Meestal kunt u naast het slikken van medicijnen niet veel doen om een epileptische aanval te voorkomen. Slaapgebrek, stress en drinken van teveel alcohol kunnen uitlokkende factoren zijn bij epilepsie. Probeer, voor zover dit kan, deze uitlokkende factoren te vermijden. Per epilepsiesoort en per persoon zullen de uitlokkende factoren verschillen. Daarbij is het belangrijk om de medicatie trouw in te nemen en nooit zelf te stoppen met de voorgeschreven medicatie.

Wat is er bekend over pilgebruik en medicijnen tegen epilepsie?

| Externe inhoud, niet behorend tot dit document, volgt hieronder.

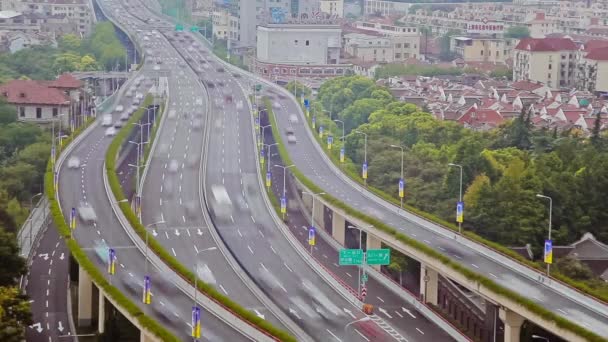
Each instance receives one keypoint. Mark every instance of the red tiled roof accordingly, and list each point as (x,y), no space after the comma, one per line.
(525,85)
(595,44)
(66,81)
(546,44)
(31,92)
(599,54)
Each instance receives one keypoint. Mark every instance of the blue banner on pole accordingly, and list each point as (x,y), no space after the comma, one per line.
(312,234)
(460,212)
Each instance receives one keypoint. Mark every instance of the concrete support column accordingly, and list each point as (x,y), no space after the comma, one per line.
(338,227)
(85,300)
(513,322)
(373,242)
(318,214)
(101,320)
(428,284)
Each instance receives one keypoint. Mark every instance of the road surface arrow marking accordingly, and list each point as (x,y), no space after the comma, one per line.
(294,312)
(384,312)
(259,314)
(350,313)
(408,312)
(37,326)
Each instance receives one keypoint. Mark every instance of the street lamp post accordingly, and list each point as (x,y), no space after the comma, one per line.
(312,213)
(196,270)
(261,142)
(146,254)
(550,219)
(284,198)
(364,157)
(31,209)
(402,179)
(459,197)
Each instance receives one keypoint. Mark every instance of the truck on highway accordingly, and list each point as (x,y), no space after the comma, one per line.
(221,205)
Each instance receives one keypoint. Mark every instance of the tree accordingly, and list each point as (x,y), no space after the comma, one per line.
(517,32)
(12,266)
(15,314)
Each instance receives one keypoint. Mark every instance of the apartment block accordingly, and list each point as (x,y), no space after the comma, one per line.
(550,61)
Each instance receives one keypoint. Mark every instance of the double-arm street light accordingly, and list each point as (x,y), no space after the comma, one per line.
(312,217)
(460,205)
(364,171)
(284,197)
(549,238)
(402,180)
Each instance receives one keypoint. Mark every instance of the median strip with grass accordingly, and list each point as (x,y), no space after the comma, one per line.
(423,248)
(160,251)
(83,260)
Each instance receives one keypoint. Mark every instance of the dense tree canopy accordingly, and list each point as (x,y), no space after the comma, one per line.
(503,169)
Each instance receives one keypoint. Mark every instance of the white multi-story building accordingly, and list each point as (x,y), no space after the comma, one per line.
(333,7)
(299,44)
(550,61)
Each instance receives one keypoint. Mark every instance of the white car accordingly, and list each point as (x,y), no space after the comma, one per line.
(107,120)
(110,132)
(73,163)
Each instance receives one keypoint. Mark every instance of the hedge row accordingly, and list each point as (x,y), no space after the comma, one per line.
(154,245)
(428,251)
(84,262)
(351,171)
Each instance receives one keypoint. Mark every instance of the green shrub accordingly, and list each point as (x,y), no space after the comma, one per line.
(428,251)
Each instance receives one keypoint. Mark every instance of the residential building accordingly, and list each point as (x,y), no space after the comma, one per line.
(299,50)
(299,44)
(551,61)
(385,7)
(44,101)
(397,43)
(225,25)
(482,48)
(333,7)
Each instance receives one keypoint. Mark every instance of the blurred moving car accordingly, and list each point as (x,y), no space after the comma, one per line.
(73,163)
(86,213)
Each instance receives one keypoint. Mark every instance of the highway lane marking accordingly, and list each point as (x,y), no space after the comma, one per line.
(223,289)
(332,334)
(360,334)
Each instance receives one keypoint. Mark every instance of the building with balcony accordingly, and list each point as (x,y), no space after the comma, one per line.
(550,61)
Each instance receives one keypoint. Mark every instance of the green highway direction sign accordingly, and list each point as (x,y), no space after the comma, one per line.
(351,257)
(379,256)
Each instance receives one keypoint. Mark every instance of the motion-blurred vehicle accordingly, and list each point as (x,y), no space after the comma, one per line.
(101,250)
(106,121)
(221,205)
(110,132)
(204,273)
(86,213)
(173,166)
(73,163)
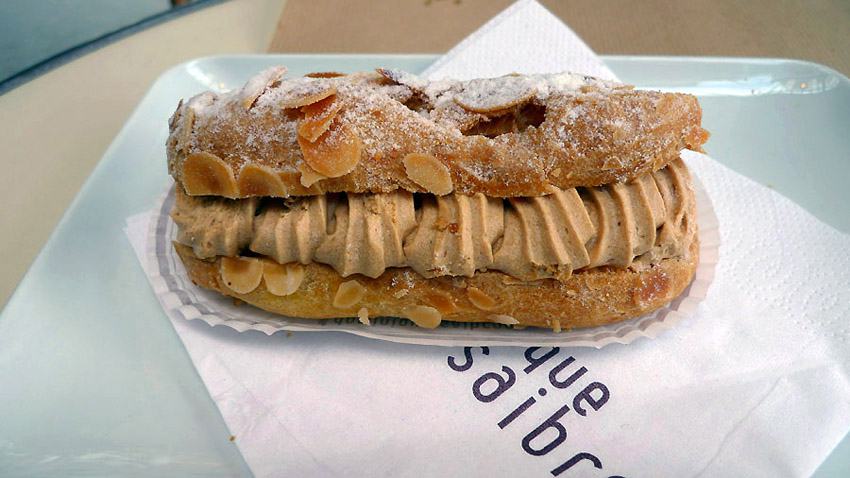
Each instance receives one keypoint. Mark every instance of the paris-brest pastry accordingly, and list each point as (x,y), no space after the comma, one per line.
(554,201)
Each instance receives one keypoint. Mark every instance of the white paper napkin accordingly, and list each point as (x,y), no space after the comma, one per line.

  • De anti-epileptica carbamazepine, fenytoïne, oxcarbazepine en topiramaat zorgen ervoor dat de anticonceptiepil minder goed werkt. De neuroloog kan dan een andere, sterkere anticonceptiepil voorschrijven of een ander voorbehoedsmiddel zoals een spiraaltje adviseren.
  • Lamotrigine heeft geen invloed op de anticonceptiepil, maar het heeft wel invloed op de hoeveelheid lamotrigine in het bloed (bloedspiegel). Hierdoor kan na het starten met de anticonceptiepil de bloedspiegel van lamotrigine dalen. De neuroloog kan dit voorkomen door de dosering lamotrigine aan te passen tegelijk met het starten van de anticonceptiepil. Overleg altijd met uw neuroloog als u een anticonceptiemiddel slikt of wilt gaan slikken.

Wat is bekend over medicijnen tegen epilepsie en botontkalking (osteoporose)?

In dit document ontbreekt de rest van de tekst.